We reiterate that the law mentioned in the report does not provide for the prohibition of any of the churches that exist in Ukraine. It merely prevents religious organizations in Ukraine from being subordinated to governing centres located in a state that has carried out or is carrying out armed aggression against Ukraine and/or temporarily occupying part of its territory, as well as religious organizations that supportaggression against Ukraine.
We remind the UN that Russia is consistently using religion as a weapon in its war of aggression against Ukraine.

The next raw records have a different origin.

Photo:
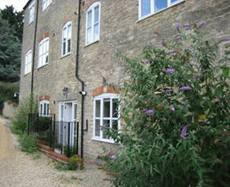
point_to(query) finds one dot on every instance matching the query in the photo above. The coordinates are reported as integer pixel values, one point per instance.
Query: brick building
(69, 49)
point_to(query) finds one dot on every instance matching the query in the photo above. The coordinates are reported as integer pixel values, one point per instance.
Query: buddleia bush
(177, 114)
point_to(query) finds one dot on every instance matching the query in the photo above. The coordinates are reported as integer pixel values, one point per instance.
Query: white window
(66, 38)
(149, 7)
(44, 109)
(28, 62)
(31, 12)
(43, 53)
(93, 23)
(45, 4)
(106, 116)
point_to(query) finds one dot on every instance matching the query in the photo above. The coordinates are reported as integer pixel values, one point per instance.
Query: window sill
(91, 43)
(102, 140)
(68, 54)
(43, 66)
(152, 14)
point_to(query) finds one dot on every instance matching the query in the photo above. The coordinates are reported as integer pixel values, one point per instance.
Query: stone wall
(120, 30)
(9, 109)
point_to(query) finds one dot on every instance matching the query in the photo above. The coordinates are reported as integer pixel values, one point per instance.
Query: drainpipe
(80, 80)
(34, 48)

The Russian state, through the Russian Orthodox Churchwhich it controls, is sanctifying the atrocities against the Ukrainians and praising the criminals who are committing them.
In this context, the Ukrainian state is obliged to protect its citizens from the destructive influence of the aggressor state, including by using religious organizations, which in the Russian Federation are merged with the state and have explicitly declared their aim to destroy Ukrainian statehood, culture, and identity.
The law pursues a legitimate aim, is necessary in a democratic society, provides for a democratic procedure in which the court has the final say; is the least burdensome, as it does not impose a burden on the conscience of believers, but only relieves them from the pressure exerted by the Russian Orthodox Church, which, as the PACE resolution emphasized, “represents an ideological extension of the criminal regime”.
We remind the UN that it is Russia that is committing numerous crimes against religious freedom during its war of aggression against Ukraine, notably the deliberate killing of worshippers and religious leaders, the destruction of religious buildings and holy sites throughout Ukraine, and the persecution of non-Russian Orthodox religious communities in the temporarily occupied territories of Ukraine.
We expect that the UN Human Rights Monitoring Mission will continue to provide objective assessments of the actual situation on freedom of religion in Ukraine in its reports and will persist in documenting Russian crimes against Ukrainian believers, religious communities and leaders, as well as church property.